The Johnson Amendment (named for then Senator Lyndon Johnson) is a provision of the Federal Tax Code that prohibits non-profit organizations from endorsing or opposing candidates for public office. The Johnson Amendment applies to all tax-exempt, 501(c)(3) organizations, including religious organizations. Those who are calling for its repeal claim that the Johnson Amendment improperly limits free speech on the part of non-profits. This is nonsense, as I will show below. And by the way, I have never heard anyone argue that the Johnson Amendment should be repealed on behalf of secular non-profits. It’s always because of religion.
It is important to keep in mind the fact that the Johnson Amendment does not prevent non-profits (including religious non-profits) from speaking out on issues, even if those issues are politically charged. The United States Conference of Catholic Bishops have been quite outspoken on issues such as marriage equality and the contraception mandate of the Affordable Care Act (they’re against both, in case you had to ask). And yet, nobody has taken away the Catholic Church’s tax exemption. But the direct endorsement of, or opposition to, a particular political candidacy is forbidden. But even this prohibition does not deprive a non-profit of its free speech rights. If a clergyman uses his/her weekly sermon to urge their congregants to back or oppose a specific candidate, such clergyman will not be arrested or in any way prevented from speaking. The organization for which that clergyman works will simply lose their tax-exempt status, which is as it should be.
501(c)(3) organizations’ exemption from taxation serves two purposes for these groups: it shields them from having to pay most taxes (including corporate income taxes and real estate taxes) and it allows them to receive donations for which their benefactors receive individual tax deductions for themselves. In order to receive this tax exempt status organizations must demonstrate that their work fits into one of the following categories: religious, educational, scientific, literary, testing for public safety, fostering amateur sports competition or preventing cruelty to children or animals. (There are other exempt categories under other parts of section 501). And so by granting non-profit status to a corporation, the government is in effect subsidizing non-profits in order to further the (assumed) good works that they do.

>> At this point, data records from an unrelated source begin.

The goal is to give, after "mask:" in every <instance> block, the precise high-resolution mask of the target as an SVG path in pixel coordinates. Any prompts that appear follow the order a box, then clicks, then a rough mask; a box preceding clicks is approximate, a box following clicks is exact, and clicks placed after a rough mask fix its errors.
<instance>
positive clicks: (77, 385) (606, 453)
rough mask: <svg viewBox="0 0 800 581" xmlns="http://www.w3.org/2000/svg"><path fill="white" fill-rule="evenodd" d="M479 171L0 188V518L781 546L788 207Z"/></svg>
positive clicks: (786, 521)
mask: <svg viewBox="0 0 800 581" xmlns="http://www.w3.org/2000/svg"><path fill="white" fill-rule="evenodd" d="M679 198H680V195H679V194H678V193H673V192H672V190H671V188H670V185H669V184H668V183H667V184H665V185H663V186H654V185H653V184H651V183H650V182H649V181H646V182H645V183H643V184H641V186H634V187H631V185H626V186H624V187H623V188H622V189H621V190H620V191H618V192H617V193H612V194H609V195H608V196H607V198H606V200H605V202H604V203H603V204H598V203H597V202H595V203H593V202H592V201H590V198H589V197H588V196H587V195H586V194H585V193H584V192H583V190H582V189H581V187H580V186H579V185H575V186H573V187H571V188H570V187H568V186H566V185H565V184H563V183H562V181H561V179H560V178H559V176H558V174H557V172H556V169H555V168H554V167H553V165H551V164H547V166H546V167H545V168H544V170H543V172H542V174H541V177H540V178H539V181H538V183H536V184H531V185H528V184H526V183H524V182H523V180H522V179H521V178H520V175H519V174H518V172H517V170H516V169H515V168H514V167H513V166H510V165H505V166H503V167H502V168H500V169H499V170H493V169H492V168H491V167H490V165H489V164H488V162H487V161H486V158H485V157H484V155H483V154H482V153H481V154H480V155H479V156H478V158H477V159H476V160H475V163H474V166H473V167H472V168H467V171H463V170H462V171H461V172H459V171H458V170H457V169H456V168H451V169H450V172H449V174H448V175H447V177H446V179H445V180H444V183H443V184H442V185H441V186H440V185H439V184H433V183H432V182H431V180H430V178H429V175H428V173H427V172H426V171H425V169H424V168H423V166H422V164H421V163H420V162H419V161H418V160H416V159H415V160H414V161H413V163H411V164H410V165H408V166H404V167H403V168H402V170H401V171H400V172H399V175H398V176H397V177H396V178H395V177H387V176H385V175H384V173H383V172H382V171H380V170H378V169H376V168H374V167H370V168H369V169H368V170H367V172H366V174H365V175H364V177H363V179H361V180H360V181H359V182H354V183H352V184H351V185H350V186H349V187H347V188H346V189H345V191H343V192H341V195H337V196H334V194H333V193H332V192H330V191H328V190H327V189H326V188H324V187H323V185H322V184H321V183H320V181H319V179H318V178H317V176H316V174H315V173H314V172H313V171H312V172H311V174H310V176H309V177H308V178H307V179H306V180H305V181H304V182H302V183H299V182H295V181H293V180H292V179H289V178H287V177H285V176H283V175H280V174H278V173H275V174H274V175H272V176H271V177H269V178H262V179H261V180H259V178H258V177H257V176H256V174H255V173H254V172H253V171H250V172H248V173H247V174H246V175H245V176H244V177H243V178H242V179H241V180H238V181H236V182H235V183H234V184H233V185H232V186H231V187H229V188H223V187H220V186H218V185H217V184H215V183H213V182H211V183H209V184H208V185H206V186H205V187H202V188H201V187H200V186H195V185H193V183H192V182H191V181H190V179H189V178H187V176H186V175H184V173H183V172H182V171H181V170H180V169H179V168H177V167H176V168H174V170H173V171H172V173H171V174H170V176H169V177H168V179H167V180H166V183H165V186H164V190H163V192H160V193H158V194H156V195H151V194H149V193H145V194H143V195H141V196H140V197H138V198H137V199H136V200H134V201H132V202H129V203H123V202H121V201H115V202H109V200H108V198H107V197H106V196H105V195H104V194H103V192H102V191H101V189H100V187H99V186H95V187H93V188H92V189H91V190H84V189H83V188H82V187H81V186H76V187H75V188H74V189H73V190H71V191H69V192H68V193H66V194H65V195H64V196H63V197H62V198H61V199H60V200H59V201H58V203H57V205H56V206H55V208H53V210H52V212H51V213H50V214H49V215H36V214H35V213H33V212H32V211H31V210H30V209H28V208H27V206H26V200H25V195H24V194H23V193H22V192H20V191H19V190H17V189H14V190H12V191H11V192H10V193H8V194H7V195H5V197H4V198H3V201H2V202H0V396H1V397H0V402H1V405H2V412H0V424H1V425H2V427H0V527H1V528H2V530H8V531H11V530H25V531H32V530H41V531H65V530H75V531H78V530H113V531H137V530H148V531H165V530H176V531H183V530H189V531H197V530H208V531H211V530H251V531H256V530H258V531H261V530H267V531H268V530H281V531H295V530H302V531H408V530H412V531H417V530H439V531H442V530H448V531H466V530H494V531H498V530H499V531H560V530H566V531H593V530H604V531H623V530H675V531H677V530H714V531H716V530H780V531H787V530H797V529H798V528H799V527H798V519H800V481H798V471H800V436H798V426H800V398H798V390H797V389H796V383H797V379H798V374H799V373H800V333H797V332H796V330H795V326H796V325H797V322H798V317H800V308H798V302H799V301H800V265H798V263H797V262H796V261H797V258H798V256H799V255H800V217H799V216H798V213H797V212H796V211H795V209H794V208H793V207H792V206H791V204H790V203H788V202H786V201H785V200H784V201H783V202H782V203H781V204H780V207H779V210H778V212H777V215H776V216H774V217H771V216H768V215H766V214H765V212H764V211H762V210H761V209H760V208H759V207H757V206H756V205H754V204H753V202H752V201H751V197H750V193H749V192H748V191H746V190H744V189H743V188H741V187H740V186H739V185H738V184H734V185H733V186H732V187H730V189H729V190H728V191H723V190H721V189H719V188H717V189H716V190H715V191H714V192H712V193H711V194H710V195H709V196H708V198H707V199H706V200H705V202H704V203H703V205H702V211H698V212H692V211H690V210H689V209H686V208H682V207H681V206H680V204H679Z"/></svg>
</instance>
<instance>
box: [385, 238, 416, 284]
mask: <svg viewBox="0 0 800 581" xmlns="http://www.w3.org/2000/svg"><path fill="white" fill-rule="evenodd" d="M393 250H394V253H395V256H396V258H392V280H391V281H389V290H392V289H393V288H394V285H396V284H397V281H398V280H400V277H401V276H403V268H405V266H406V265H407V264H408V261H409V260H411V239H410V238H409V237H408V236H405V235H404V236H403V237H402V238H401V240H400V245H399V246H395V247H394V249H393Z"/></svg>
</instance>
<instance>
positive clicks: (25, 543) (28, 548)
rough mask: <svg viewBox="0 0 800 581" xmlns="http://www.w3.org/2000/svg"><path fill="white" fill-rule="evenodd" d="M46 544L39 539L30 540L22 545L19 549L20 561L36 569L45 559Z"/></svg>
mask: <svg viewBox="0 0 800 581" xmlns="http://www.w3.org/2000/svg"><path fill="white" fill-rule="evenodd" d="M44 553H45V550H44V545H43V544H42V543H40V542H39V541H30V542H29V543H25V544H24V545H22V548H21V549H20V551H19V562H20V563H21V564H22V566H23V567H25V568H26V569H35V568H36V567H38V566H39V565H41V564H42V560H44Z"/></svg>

The purpose of this government subsidy is manifestly NOT to bolster any particular politician’s quest for public office. That’s why contributions to individual candidate’s campaigns or to purely political entities (whether Freedom Works on the right or Move On on the left) are not tax deductible. If such contributions were deductible, it would put taxpayers in the position of subsidizing non-profits’ attempts to influence our electoral process, and really, why should a conservative Republican be expected to have her taxes subsidize a liberal organization’s preferred candidate, or vice versa? If a religious organization wants so badly to endorse a particular candidate, it can. It just can’t use public tax money to do so. And that’s the way it should stay.